KAPITEL 2
Julia
Mit gehetztem Blick dreht sie sich einmal um sich selbst. Hier muss es doch eine Straße, Häuser oder wenigstens einen erkennbaren Pfad geben. Doch soweit ihr Auge reicht, nur braune Lavasteine zu bizarren Formationen aufgehäuft.
Wo ist sie?
Wie ist sie bloß hierhergekommen?
Ein eisiger Wind beißt sie ins Gesicht und wirbelt Schneeflocken in einem wilden Tanz durcheinander.
Plötzlich sieht sie in der Ferne eine Bewegung. Sie wischt sich über die tränenden Augen und starrt in das undurchsichtige Blaugrau, das sich über die Landschaft gelegt hat.
Tatsächlich. Drei Gestalten mit wehenden Gewändern kommen direkt auf sie zu.

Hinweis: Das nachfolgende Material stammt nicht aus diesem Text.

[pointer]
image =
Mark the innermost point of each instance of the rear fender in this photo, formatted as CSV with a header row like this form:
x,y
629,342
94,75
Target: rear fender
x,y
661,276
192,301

Ihr Herz schlägt wie verrückt. Sie presst die Hand darauf. Jetzt wird alles gut. Sie ist nicht mehr allein.
Als sie vor ihr stehen, erkennt sie, dass es sich um Frauen handelt. Schlank, groß, in weiße Tücher gehüllt.
Sie lächelt ihnen zu, möchte sie grüßen, doch die Worte bleiben ihr im Hals stecken, als sie in kristallblaue Augen blickt, aus denen ihr kein Lächeln, kein Wohlwollen entgegenkommen.
Eine arktische Kälte geht von ihnen aus und trifft sie bis ins Mark.
Voller Entsetzen wird ihr bewusst, dass sie von ihnen keine Hilfe erwarten kann. Im Gegenteil. Sie rennt los.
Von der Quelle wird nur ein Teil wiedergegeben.